Which will stay?
PUBLISHED: 12:29 22 June 2006 | UPDATED: 10:23 06 May 2010
A UNIQUE house with historic and architectural merit will be knocked down – but a dangerous and derelict building will remain standing after being given planning permission to be converted into a hotel. Six two-bed flats and two three-bed dwellings wil
A UNIQUE house with "historic and architectural merit" will be knocked down - but a dangerous and derelict building will remain standing after being given planning permission to be converted into a hotel.
Six two-bed flats and two three-bed dwellings will replace Gunnells in Fairview Road, Stevenage.
The owners of Manulife in St George's Way have been given permission to convert it into a 140-bed hotel.
Both applications were approved by councillors during Stevenage Borough Council's planning and development committee on Monday night.
Fairview Road Residents' Association (FRRA) objected to the plans to knock down Gunnells and build flats saying it would increase traffic in the road, change the character of the area and set a dangerous precedent.
The association collected more than 1,200 signatures on a petition to save the building but council planning officer Martin Finch told councillors: "We can't turn down this application on the basis of how many people write to object."
Resident Catherine Shadbolt told The Comet after the meeting: "We thought we lived in a democracy, how can the needs of one be put before the wishes of a whole community.
"I was particularly incensed by the planner's comments about not considering the 1,200 objections as it was not a planning issue. So why do they ask us?
"This has made a mockery of their public consultation process."
Resident John Vincent, who is an architect, told the committee he felt Gunnells had historic and architectural merit and the plans were "ill-considered".
Russell Linard, who spoke on behalf of the applicants, said the new building would be a credit to the area.

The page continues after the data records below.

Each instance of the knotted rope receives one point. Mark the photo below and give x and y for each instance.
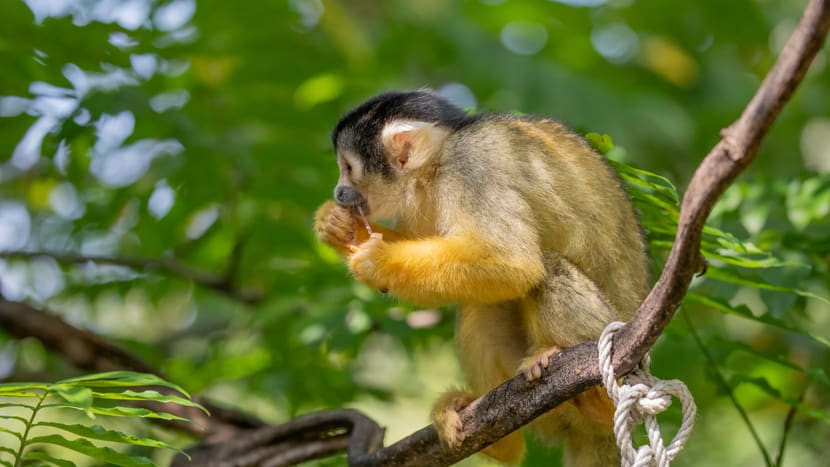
(639, 399)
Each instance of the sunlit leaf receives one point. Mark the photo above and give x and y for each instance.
(103, 454)
(122, 379)
(101, 433)
(744, 312)
(42, 456)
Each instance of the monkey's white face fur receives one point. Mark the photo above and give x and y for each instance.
(410, 147)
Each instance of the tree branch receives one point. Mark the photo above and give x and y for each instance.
(517, 402)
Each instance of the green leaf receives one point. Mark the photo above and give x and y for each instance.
(744, 312)
(735, 277)
(120, 411)
(101, 433)
(77, 395)
(148, 395)
(819, 375)
(20, 394)
(762, 384)
(6, 388)
(122, 379)
(602, 143)
(15, 418)
(14, 433)
(42, 456)
(8, 450)
(103, 454)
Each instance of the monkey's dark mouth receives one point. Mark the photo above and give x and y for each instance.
(361, 208)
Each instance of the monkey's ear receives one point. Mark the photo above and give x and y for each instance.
(410, 144)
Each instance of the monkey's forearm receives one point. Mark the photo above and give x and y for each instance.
(440, 270)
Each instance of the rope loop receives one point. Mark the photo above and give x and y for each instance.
(639, 399)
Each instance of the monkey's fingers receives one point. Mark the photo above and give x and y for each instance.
(365, 221)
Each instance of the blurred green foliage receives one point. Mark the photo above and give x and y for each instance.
(199, 133)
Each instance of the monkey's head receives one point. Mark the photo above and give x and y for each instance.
(386, 141)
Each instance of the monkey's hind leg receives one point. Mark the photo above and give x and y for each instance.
(491, 342)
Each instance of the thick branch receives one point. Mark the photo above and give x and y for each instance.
(308, 437)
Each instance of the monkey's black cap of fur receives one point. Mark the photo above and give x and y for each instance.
(359, 130)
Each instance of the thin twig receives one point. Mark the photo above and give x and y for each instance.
(788, 424)
(721, 380)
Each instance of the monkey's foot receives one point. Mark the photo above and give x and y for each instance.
(446, 419)
(533, 366)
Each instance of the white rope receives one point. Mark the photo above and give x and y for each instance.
(639, 399)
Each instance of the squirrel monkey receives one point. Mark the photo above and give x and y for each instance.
(516, 219)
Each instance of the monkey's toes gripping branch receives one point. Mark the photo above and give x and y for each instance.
(446, 418)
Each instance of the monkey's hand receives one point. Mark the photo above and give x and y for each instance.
(335, 226)
(367, 260)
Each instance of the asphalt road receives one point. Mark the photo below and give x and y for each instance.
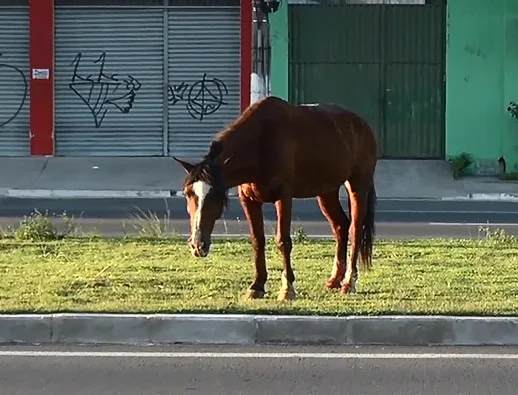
(398, 219)
(257, 370)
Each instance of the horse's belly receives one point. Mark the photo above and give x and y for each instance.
(258, 193)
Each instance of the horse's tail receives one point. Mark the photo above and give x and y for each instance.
(368, 230)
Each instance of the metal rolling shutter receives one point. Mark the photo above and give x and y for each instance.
(14, 81)
(104, 119)
(204, 71)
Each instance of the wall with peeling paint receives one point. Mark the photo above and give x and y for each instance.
(482, 77)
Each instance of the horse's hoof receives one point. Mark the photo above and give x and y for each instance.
(348, 289)
(333, 283)
(286, 295)
(254, 294)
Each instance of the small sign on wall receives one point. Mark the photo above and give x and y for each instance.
(40, 74)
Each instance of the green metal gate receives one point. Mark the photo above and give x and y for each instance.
(386, 62)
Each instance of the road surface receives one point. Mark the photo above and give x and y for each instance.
(395, 218)
(257, 370)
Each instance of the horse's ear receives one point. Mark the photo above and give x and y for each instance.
(228, 159)
(186, 165)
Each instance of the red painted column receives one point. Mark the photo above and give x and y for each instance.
(42, 77)
(246, 52)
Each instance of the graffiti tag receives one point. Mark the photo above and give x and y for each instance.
(102, 92)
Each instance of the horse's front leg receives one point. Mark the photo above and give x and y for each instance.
(284, 207)
(254, 215)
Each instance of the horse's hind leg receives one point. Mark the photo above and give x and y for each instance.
(361, 198)
(254, 214)
(335, 215)
(284, 207)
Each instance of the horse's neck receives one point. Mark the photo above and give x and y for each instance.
(242, 159)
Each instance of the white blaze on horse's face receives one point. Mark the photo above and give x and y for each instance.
(198, 246)
(201, 190)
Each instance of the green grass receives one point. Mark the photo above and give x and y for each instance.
(159, 275)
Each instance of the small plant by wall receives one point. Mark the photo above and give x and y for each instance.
(460, 164)
(513, 109)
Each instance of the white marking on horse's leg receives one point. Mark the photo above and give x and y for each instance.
(201, 189)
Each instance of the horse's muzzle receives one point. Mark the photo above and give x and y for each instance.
(199, 249)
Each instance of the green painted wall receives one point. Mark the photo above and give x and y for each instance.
(482, 77)
(279, 41)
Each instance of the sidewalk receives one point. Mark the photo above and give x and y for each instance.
(98, 177)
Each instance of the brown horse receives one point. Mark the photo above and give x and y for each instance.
(275, 152)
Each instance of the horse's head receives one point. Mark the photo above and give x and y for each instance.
(206, 195)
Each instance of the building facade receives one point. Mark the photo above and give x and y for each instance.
(121, 77)
(434, 78)
(482, 79)
(385, 61)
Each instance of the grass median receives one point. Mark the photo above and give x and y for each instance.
(148, 275)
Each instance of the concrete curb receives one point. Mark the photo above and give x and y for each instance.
(147, 329)
(507, 197)
(163, 193)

Planning officer Martin Finch told councillors: "While the house is attractive in appearance and predates other buildings in the area, it is not worthy of statutory listing and is not within the conservation area. There is some local interest but there is no policy to protect such buildings."

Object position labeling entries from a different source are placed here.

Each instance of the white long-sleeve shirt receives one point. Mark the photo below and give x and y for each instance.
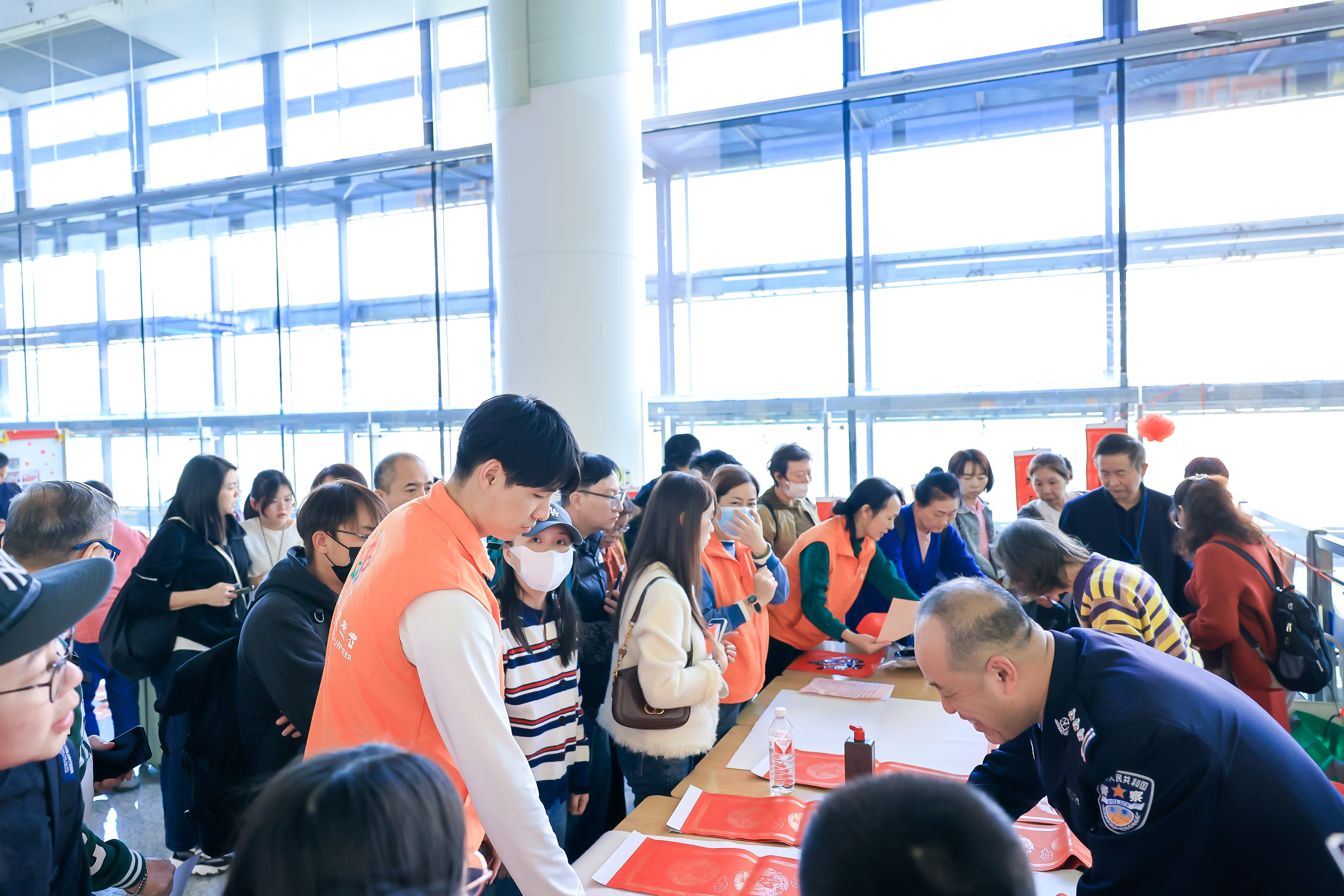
(462, 687)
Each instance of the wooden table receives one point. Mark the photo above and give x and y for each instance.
(713, 774)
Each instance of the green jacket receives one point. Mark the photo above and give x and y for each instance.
(783, 524)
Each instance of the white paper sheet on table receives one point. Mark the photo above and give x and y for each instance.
(916, 733)
(588, 864)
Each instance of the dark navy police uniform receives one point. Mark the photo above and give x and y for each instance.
(1174, 780)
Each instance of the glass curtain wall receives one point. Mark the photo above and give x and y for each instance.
(260, 319)
(1095, 242)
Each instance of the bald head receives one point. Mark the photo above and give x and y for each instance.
(987, 660)
(978, 620)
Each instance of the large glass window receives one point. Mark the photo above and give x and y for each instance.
(1247, 268)
(79, 148)
(912, 34)
(206, 126)
(354, 97)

Cllr Tanis Kent said: "This building is part of our heritage. We have a duty to protect it. We are failing in our duty as elected citizens if we allow this to be pulled down."
Five councillors voted for the application and three against. FRRA will continue to fight for a change in planning policy to protect buildings of local interest.

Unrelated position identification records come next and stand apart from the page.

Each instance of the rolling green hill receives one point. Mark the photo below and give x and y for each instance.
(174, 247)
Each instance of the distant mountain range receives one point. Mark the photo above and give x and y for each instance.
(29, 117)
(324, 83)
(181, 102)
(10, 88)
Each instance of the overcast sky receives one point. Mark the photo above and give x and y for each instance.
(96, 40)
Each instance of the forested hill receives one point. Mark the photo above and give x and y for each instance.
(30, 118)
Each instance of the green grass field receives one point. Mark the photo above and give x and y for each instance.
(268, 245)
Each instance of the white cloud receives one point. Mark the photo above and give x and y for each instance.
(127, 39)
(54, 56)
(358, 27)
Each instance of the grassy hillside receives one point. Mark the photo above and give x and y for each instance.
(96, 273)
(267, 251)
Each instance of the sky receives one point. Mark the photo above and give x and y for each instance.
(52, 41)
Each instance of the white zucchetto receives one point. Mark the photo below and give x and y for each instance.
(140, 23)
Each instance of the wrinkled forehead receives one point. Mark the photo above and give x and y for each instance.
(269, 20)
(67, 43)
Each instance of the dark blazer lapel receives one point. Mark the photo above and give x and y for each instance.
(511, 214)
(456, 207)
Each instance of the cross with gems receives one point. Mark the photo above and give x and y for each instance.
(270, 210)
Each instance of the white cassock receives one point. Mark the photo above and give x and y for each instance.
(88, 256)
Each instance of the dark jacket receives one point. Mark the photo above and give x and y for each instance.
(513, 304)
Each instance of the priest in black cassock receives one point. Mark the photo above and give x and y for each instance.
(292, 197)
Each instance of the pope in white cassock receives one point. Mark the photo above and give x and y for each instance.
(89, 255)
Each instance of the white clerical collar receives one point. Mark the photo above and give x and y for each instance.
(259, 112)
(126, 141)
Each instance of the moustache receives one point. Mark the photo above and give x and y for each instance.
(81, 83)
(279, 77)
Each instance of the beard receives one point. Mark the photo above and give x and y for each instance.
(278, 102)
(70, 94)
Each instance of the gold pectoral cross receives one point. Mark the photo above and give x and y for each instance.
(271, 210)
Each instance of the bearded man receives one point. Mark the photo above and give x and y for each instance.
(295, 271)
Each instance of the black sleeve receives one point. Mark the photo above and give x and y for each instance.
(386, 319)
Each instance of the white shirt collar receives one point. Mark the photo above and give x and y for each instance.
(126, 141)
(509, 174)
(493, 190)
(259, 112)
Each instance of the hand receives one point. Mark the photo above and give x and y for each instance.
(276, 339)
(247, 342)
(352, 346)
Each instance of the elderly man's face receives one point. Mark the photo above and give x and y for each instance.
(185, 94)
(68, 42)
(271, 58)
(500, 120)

Commenting on the Manulife application Cllr Bruce Jackson said: "I don't like it but I can't see any reason to turn it down. Am I not alone in thinking this is another delaying tactic by the developers?"
His concern about the developers' intention followed the fact that outline planning permission was first granted in August 1999, with full permission given in January 2001.
In January 2005 permission was given to extend the time period of planning permission but no work ever started.
If owners Bluebird Holdings do not start work on the conversion of Manulife within six months the latest planning permission will become null and void.
Cllr Jack Pickersgill said: "We can't do much about this. What we really want to do is tear it down and put social housing on there."
Seven councillors voted for the application and one voted against.
The application went ahead despite the hotel having 140 bedrooms and only 27 parking spaces.